A esto se suma que desde hace por lo menos 200 años las ciudades, además de cumplir con los requerimientos de una sociedad que puso en la industrialización sus bases e indicadores para el desarrollo económico y social, se transformaron en los espacios de socialización y construcción de identidades por excelencia. Nuestras identidades se construyen a través de las organizaciones laborales y educativas; en el orden social que regula la producción de esas identidades, las de mayor prestigio social acumulado. Somos carpinteros, obreros, empleados o profesores, pero mucho mejor si somos abogados, médicos o contadores. Si a eso se le suma una división social que plantea que el trabajo intelectual es superior al manual, las aspiraciones en la escala social siempre llevan a querer “ascender”, y el trabajo rural es el último orejón del tarro, mientras que convertirse en un profesional se presenta como máxima aspiración. En estas sociedades, entonces, los proyectos de vida vinculados con lo rural pierden cada vez más legitimidad. ¿Quién quiere ser trabajador rural, ya sea como asalariado, agricultor o campesino? ¿Quién prefiere el campo a las luces de las grandes ciudades, sean éstas la capital departamental, Montevideo, Buenos Aires o alguna de Estados Unidos o Europa?

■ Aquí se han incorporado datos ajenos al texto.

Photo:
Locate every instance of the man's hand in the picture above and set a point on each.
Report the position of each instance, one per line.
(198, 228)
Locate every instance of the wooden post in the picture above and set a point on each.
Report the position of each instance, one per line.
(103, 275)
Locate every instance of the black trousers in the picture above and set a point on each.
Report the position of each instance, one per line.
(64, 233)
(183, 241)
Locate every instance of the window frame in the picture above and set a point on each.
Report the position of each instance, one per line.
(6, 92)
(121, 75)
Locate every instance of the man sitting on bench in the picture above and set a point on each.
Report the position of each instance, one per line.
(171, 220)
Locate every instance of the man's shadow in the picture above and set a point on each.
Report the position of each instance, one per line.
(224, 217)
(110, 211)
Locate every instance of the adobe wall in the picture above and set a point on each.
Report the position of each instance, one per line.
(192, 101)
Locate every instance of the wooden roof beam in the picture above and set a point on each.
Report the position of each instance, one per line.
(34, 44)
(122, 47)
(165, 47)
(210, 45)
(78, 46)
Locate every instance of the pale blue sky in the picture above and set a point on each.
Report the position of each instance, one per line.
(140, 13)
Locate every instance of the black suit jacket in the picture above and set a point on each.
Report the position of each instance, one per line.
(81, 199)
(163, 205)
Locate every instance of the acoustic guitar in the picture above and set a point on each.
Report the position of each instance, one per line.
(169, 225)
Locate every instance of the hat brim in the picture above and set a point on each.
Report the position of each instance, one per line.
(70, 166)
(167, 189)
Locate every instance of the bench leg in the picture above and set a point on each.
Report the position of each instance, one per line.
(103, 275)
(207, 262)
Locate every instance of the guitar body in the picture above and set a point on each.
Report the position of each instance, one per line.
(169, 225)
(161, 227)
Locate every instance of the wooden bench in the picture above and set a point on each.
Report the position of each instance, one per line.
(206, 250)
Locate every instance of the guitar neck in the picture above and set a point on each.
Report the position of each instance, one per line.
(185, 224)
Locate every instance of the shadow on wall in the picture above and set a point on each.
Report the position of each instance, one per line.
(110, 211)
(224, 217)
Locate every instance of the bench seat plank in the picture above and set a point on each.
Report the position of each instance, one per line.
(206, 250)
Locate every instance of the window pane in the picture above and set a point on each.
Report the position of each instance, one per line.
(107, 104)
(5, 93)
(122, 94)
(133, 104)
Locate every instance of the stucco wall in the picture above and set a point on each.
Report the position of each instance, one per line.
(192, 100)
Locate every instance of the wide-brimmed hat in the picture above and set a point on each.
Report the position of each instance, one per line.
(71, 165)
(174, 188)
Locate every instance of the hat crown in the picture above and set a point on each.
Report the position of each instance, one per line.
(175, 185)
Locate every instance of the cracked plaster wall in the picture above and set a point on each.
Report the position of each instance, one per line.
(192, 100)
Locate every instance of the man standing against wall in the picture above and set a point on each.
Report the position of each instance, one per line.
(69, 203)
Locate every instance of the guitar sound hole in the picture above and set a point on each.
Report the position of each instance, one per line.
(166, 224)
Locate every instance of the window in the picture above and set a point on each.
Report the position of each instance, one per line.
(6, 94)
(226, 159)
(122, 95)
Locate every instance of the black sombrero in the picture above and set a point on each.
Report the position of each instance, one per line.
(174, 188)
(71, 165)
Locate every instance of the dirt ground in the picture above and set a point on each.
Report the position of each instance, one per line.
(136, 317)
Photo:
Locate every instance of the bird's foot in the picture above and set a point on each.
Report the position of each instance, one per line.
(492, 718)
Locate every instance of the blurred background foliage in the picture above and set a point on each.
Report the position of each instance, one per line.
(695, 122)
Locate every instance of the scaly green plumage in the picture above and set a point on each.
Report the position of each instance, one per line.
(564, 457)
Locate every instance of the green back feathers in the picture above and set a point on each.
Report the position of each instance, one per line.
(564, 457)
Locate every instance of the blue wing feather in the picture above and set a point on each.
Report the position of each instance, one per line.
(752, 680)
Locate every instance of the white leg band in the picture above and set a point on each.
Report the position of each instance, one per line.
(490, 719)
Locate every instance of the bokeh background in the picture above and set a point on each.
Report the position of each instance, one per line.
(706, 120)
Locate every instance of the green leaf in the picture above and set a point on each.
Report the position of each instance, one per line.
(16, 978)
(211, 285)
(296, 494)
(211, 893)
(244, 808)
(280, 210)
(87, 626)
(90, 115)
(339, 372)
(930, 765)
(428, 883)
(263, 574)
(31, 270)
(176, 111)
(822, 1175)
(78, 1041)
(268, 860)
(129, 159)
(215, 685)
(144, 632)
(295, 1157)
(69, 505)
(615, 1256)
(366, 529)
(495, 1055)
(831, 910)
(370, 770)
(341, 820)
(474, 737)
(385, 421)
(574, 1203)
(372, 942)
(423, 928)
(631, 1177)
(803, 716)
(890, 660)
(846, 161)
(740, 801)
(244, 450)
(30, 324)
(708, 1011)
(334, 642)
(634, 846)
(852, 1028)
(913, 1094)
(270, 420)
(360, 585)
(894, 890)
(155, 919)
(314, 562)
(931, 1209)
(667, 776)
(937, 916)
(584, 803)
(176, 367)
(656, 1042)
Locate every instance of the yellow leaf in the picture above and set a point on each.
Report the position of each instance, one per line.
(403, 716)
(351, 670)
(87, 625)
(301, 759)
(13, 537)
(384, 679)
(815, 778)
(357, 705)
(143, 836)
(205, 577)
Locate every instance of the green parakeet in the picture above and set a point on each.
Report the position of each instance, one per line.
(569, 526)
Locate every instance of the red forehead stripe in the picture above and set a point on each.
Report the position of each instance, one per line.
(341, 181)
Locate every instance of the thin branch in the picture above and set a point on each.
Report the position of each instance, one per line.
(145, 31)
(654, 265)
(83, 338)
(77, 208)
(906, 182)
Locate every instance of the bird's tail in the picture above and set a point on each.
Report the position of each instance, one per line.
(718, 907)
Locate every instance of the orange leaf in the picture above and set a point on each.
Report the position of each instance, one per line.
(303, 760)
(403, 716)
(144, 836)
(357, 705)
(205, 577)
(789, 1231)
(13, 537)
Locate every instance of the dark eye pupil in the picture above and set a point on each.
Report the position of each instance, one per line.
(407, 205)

La crisis de 2002 en Uruguay, sin embargo, no fue sólo económica. Fue una crisis social que, entre otras cosas, dejó interpeladas nuestras vidas en la ciudad, una vez que se pusieron en evidencia los niveles de dependencia alimentaria en que estamos inmersos. Surgieron huertas urbanas, comunitarias y familiares. Surgieron también nuevos grupos de aspirantes a tierras en el marco del Instituto Nacional de Colonización, incluso en zonas urbanas de Montevideo. En 2003, la Comisión Nacional de Fomento Rural, principal organización de productores familiares de nuestro país, lanzó la consigna “por un Uruguay productivo y con familias en el campo”. Ocho años después, el censo agropecuario nos enfrentó a que, en ese período, 11.000 familias dejaron el campo.

Promover estrategias de permanencia en el medio rural, así como la posibilidad de que nuevos sujetos puedan incorporar a su cotidianidad formas de vida vinculadas con lo rural, no es un intento “romántico” de volver a relaciones con la naturaleza propias de tiempos anteriores al capitalismo, sino que se vuelve una urgente necesidad política. Necesidad de luchar por estrategias de vida que nos brinden mayores grados de libertad y autonomía. Con esta columna queremos inaugurar una serie cuyo objetivo será retomar una propuesta que, a nuestro entender, sigue siendo vigente, urgente y necesaria. Volver al campo como estrategia, como gran obra para nuestra emancipación.